20 percent processed.
30 percent processed.
40 percent processed.
50 percent processed.
60 percent processed.
70 percent processed.
80 percent processed.
90 percent processed.
Msg 64, Level 20, State 0, Line 0
A transport-level error has occurred when receiving results from the server. (provider: TCP Provider, error: 0 - The specified network name is no longer available.)

The server had frozen from a thin provisioning issue, but tracing through the workflow that caused this highlighted a common problem of SQL administrators everywhere. Backups where being done to the same volume/VMDK as the actual database. For every 1GB of SQL database there was another 10GB of backups, wasting expensive tier 1 storage.

The Problem:

SQL developers LOVE to make backups at the application level that they can touch/see/understand.
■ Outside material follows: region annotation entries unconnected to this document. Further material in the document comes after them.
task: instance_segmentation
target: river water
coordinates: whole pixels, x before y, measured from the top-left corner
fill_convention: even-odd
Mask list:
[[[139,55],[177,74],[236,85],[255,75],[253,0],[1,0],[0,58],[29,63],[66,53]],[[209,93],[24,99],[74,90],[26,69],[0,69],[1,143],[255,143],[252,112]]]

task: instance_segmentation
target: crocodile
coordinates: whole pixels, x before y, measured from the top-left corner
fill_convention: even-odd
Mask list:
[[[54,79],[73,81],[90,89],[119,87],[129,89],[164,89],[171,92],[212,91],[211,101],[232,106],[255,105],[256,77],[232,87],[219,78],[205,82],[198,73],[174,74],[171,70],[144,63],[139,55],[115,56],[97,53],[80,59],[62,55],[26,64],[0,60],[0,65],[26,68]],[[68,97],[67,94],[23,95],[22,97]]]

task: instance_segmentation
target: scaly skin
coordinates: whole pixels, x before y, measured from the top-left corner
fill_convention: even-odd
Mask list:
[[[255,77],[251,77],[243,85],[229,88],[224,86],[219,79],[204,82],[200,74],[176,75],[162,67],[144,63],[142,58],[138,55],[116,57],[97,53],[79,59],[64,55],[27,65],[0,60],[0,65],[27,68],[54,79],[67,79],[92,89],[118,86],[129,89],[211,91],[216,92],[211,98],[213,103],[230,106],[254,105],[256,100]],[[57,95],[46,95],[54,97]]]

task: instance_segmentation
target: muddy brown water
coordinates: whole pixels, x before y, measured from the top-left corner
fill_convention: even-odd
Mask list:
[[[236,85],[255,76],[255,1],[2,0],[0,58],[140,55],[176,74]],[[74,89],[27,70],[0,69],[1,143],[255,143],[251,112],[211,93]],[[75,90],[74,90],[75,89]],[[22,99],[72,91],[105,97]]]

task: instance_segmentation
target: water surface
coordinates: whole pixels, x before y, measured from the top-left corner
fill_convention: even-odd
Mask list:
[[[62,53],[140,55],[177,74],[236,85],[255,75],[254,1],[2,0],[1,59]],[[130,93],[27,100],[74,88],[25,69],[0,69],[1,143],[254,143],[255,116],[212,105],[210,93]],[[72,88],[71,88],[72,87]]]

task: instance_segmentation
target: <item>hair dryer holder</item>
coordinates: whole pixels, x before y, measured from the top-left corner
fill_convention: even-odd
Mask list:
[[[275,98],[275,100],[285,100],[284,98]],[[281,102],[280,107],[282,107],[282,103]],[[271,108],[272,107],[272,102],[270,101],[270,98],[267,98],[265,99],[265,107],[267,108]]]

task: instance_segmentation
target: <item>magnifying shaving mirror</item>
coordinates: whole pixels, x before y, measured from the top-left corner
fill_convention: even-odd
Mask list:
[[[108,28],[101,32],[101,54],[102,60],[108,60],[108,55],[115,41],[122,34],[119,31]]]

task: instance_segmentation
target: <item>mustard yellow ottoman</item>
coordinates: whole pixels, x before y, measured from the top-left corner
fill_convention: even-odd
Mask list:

They do not trust your magical Veeam/VDP-A. Combined with NTFS being a relatively thin unfriendly file system (always writing to new LBA’s when possible) this means that even if a database isn’t growing much, if backups get placed on the same volume any attempt at being thin even on the back end array is going to require extra effort to reclaim. They also do not understand the concept of a shared failure domain, or data locality. If left to their own devices put the backups on the same RAID group of expensive 15K or flash drives, and go so far as to put it on the same volume/VMDK even if possible. Outside of the obvious problems for performance, risk, cost, and management overhead, this also means that your Changed Block Tracking and backup software is going to be baking up (or having to at least scan) all of these full backups every day.

The Solution:

Give up on arguing with them that your managed backups are good enough. Let them have their cake, but at least pick where the cake comes from and goes.
Create a VMDK on a separate array (in a small shop something as cheap as a SATA backed Synology can provide a really cheap NFS/iSCSI target for this). Exclude this drive from your backups (or adjust when it runs so it doesn’t impact your backup windows).
Careful explain to them that this new VMDK (name the volume backups) is where backups go.
Now accept that they will ignore this and keep doing what they have been doing.
In Windows turn on file screens and block the file extensions for SQL backup files.
Next turn on reporting alerts to email you anytime someone tries to write such a file, so you’ll be able to preemptively offer to help them setup the maintence jobs so they will work.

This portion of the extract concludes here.